Recent Supreme Court decisions have made it difficult for Congress, state legislatures and local governments to limit the amount of money spent in our political campaigns. A single wealthy donor or corporation can invest millions of dollars to elect or defeat candidates and effectively buy the attention of public officials. This shift in our political landscape means that the issues most citizens of this country care about do not elevate, while issues important to the wealthiest donors take center stage.
How did we get so far from 'we the people'?
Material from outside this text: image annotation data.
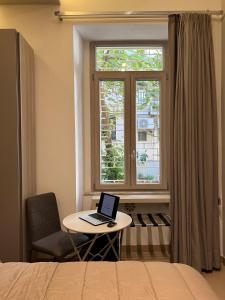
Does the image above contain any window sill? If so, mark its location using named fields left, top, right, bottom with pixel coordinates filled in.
left=85, top=191, right=170, bottom=204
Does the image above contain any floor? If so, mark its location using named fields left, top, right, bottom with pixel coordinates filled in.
left=121, top=246, right=225, bottom=300
left=203, top=266, right=225, bottom=300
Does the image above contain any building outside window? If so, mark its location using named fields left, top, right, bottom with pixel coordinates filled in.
left=91, top=42, right=167, bottom=190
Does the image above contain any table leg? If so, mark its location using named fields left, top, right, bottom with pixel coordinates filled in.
left=67, top=230, right=82, bottom=261
left=101, top=231, right=120, bottom=260
left=81, top=234, right=99, bottom=261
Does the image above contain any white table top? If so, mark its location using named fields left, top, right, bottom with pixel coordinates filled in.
left=63, top=210, right=132, bottom=234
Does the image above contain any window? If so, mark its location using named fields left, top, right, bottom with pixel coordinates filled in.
left=138, top=131, right=147, bottom=142
left=91, top=42, right=167, bottom=190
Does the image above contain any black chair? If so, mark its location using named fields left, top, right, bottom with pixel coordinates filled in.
left=26, top=193, right=89, bottom=261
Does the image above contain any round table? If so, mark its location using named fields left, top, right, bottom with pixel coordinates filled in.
left=63, top=210, right=132, bottom=261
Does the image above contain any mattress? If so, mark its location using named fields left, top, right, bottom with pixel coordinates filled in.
left=0, top=261, right=218, bottom=300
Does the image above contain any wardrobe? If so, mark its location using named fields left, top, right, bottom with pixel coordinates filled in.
left=0, top=29, right=36, bottom=262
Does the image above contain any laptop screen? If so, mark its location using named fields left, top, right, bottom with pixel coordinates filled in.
left=98, top=193, right=119, bottom=219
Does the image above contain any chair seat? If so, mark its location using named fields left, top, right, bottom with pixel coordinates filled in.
left=32, top=231, right=89, bottom=257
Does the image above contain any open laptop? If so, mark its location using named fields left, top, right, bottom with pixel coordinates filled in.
left=79, top=193, right=120, bottom=226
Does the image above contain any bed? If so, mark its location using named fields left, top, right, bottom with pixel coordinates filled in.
left=0, top=261, right=218, bottom=300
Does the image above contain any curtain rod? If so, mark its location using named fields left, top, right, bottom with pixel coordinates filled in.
left=55, top=10, right=223, bottom=21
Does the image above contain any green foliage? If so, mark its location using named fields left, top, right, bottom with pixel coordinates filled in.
left=96, top=46, right=163, bottom=71
left=102, top=144, right=124, bottom=181
left=138, top=152, right=148, bottom=163
left=138, top=173, right=155, bottom=181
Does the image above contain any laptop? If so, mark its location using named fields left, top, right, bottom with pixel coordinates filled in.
left=79, top=193, right=120, bottom=226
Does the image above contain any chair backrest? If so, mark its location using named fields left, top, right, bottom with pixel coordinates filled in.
left=26, top=193, right=61, bottom=242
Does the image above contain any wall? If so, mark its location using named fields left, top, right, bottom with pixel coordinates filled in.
left=0, top=0, right=221, bottom=223
left=0, top=6, right=75, bottom=217
left=221, top=0, right=225, bottom=258
left=73, top=28, right=85, bottom=211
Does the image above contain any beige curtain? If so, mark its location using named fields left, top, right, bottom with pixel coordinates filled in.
left=169, top=14, right=220, bottom=271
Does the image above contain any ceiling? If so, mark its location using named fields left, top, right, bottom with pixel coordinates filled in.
left=0, top=0, right=60, bottom=5
left=75, top=23, right=168, bottom=41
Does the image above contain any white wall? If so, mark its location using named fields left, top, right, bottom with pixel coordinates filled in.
left=0, top=0, right=221, bottom=217
left=221, top=0, right=225, bottom=258
left=73, top=27, right=86, bottom=211
left=0, top=5, right=75, bottom=217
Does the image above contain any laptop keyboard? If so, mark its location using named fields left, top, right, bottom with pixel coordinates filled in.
left=89, top=213, right=111, bottom=222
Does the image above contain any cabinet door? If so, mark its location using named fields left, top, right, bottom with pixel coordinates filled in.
left=0, top=30, right=22, bottom=261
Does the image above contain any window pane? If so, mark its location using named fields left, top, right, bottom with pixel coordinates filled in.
left=136, top=80, right=160, bottom=184
left=99, top=80, right=125, bottom=184
left=96, top=46, right=163, bottom=71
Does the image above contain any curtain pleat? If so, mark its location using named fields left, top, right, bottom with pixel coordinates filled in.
left=169, top=14, right=220, bottom=271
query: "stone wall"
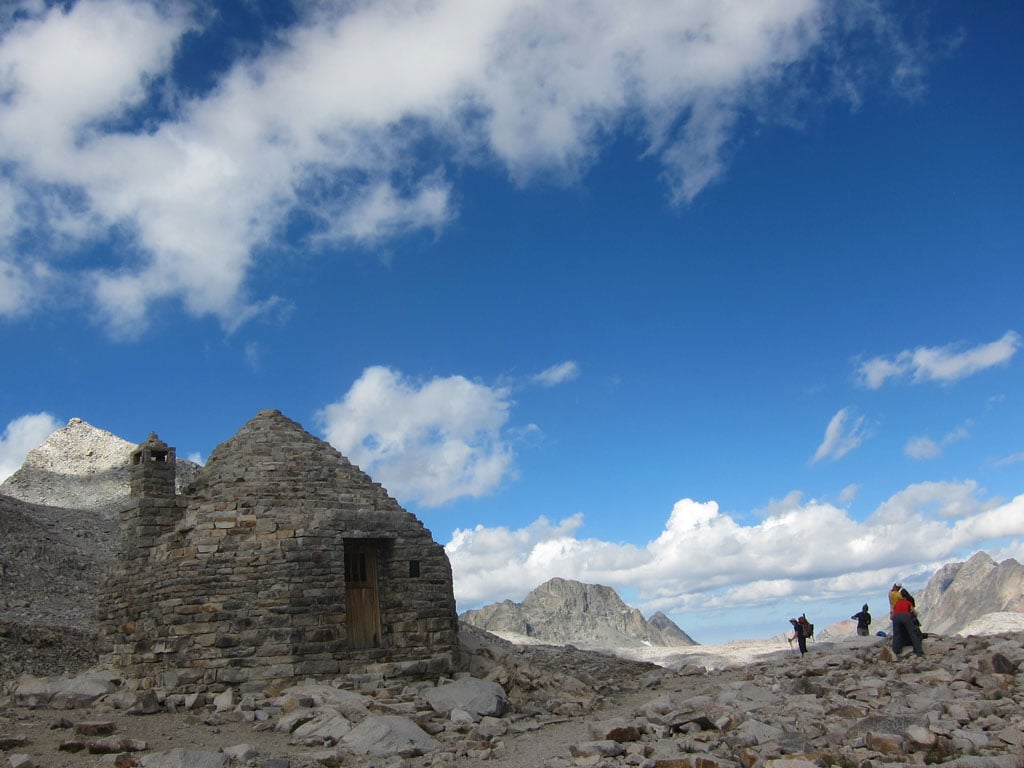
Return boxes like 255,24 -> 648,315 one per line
101,411 -> 458,692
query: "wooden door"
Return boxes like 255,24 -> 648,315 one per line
344,539 -> 381,648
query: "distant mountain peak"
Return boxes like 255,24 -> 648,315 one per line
918,552 -> 1024,634
462,578 -> 696,648
0,417 -> 199,515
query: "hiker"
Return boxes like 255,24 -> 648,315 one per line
889,595 -> 925,658
850,603 -> 871,637
790,613 -> 814,655
889,582 -> 903,613
899,587 -> 928,638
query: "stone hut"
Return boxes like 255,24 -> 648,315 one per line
100,411 -> 458,693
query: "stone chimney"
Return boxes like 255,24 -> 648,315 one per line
129,432 -> 175,499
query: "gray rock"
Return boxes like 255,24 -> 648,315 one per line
342,715 -> 441,757
142,749 -> 228,768
423,677 -> 510,717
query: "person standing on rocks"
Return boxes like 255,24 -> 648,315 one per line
850,603 -> 871,637
790,613 -> 811,655
889,595 -> 925,658
889,582 -> 903,613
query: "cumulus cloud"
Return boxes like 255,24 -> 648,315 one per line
445,482 -> 1024,616
0,0 -> 918,337
534,360 -> 580,387
0,413 -> 60,482
811,408 -> 867,463
316,366 -> 514,507
857,331 -> 1022,389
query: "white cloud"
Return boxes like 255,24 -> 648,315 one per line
0,0 -> 925,336
811,408 -> 868,463
534,360 -> 580,387
446,482 -> 1024,620
316,367 -> 514,507
0,413 -> 60,482
858,331 -> 1022,389
903,424 -> 971,459
839,483 -> 860,504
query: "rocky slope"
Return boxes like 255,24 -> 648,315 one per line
916,552 -> 1024,635
460,579 -> 696,648
0,628 -> 1024,768
0,419 -> 200,518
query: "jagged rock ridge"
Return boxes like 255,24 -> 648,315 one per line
0,418 -> 200,518
916,552 -> 1024,635
461,579 -> 696,648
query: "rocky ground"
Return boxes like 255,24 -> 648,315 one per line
0,628 -> 1024,768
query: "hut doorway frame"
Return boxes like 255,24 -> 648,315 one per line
342,539 -> 381,650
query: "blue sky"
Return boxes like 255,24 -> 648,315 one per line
0,0 -> 1024,642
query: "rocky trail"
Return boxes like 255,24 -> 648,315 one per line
0,628 -> 1024,768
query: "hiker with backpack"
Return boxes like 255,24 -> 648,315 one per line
850,603 -> 871,637
790,613 -> 814,655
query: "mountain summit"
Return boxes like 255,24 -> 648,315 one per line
918,552 -> 1024,635
461,579 -> 696,648
0,419 -> 199,517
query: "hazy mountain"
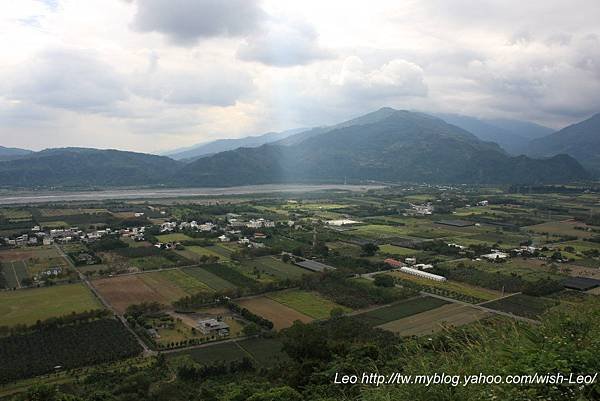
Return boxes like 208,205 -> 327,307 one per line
436,114 -> 552,155
179,108 -> 587,186
163,128 -> 306,160
0,146 -> 33,160
0,148 -> 179,187
275,107 -> 396,146
0,108 -> 588,188
528,113 -> 600,174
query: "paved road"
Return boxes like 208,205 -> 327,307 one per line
357,270 -> 540,324
54,244 -> 156,356
160,335 -> 258,354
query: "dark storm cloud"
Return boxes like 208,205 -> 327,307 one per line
133,0 -> 264,45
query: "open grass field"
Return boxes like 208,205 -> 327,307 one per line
525,220 -> 593,238
127,256 -> 175,270
378,304 -> 491,336
169,342 -> 250,365
156,269 -> 211,294
482,294 -> 558,319
446,258 -> 564,281
92,274 -> 175,313
168,338 -> 287,366
185,245 -> 228,259
139,270 -> 189,302
237,338 -> 288,366
238,296 -> 313,330
156,233 -> 193,242
10,260 -> 29,285
379,244 -> 420,257
389,271 -> 502,300
0,283 -> 102,326
0,246 -> 60,262
0,262 -> 21,288
267,290 -> 350,319
182,267 -> 235,291
240,256 -> 311,280
356,297 -> 448,326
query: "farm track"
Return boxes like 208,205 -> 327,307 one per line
10,262 -> 22,288
358,271 -> 540,324
54,244 -> 156,356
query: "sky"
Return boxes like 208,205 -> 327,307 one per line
0,0 -> 600,153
In the 1976 case of Buckley v. Valeo, the Supreme Court struck down a post-Watergate campaign finance reform that limited spending on elections. The justices said Congress can limit campaign contributions, but that spending limits are an unconstitutional restriction of the First Amendment right to free speech. The decision left wealthy individuals running for office free to spend as much as they wished on their campaigns. Then in 2010, the Court ruled in Citizens United v. FEC that corporations and labor groups may spend unlimited amounts on our elections, so long as it is independent of a candidate's campaign organization or a party's campaign accounts. Then,in Speechnow v. FEC, the US Court of Appeals cleared the way for creation of "Super PACs" by striking down limits on donations to groups that exclusively make independent expenditures in support or opposition to a candidate. Super PACs can spend whatever they like to support candidates, provided they don't officially coordinate their activities with the candidate's campaign organization, drowning out everyone else. The slow dismantling of our campaign finance system by the courts could start to back fire. After the recent McCutcheon v FEC decision where aggregate contribution limits were struck down (link to national McCutcheon page), there is more interest than ever in a constitutional amendment strategy for change. We expect a US Senate floor vote on an amendment in September 2014.